Antes, isso seria impensável!"

Em Kopeisk, outro lugar de extração de carvão de TchOuK, a situação não é melhor. Nesse "monogorod", cidade de uma só indústria, as minas começam a se esgotar. Um dos três locais de extração já foi fechado, enquanto as duas funcionam de forma lenta. A cada dia, os corredores da agência para o emprego são tomados por centenas de trabalhadores "dispensados", que vêm se inscrever para obter indenizações às vezes inferiores a 1000 rublos (€ 22).

Nessa pequena manhã de fevereiro, a diretora da agência, Svetlana Buldashova, abre com dificuldade um caminho entre a multidão para penetrar em um local superlotado, para explicar aos desempregados os seus direitos. "E isso é só o começo", ela diz entre duas apresentações. "Nas minas de Kopeisk, as grandes ondas de demissões devem acontecer em abril ou em maio..."

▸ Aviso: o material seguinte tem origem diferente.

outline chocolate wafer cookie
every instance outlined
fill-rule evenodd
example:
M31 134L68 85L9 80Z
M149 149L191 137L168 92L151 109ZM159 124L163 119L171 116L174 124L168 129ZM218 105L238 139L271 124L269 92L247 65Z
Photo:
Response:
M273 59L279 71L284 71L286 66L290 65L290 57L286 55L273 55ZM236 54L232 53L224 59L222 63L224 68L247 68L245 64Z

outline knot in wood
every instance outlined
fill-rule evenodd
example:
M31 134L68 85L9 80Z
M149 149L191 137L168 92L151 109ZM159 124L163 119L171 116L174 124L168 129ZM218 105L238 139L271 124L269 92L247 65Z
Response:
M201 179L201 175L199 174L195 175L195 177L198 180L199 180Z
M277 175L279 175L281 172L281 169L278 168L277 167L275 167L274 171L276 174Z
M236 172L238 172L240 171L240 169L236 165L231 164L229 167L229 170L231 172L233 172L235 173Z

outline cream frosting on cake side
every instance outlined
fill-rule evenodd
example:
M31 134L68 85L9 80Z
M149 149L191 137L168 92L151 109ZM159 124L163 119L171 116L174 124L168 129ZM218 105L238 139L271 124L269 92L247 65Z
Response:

Que futuro haverá para os "monogorod" dos Montes Urais? Na ausência total de diversificação econômica, nenhuma alternativa à indústria carvoeira está prevista para esses grandes povoados de dezenas de milhares de habitantes. "As únicas ofertas de emprego em Kopeisk propõem empregos de segurança na entrada de pequenas lojas", diz com um sorriso amargo Vitali, um desempregado com cerca de 40 anos. "Daqui a alguns anos, só haverá os porteiros aqui... Mas, para vigiar o quê?"

A PRODUÇÃO DE CARVÃO

Produção
321 milhões de toneladas de carvão por ano (5ª maior do mundo)

Reservas
173 bilhões de toneladas, o que faz do país o segundo maior do mundo, atrás dos EUA.

Indústria
A Rússia conta 240 minas, a céu aberto ou subterrâneas. O setor carvoeiro ainda emprega 300 mil pessoas.

Terceira energia
O carvão constitui 16% das fontes de energia primárias na Rússia, logo atrás do petróleo, que corresponde a 19%, e do gás natural, responsável por 54%.

Recursos mundiais remanescentes
Segundo os analistas, o país possui 17% do carvão, mas de menor qualidade.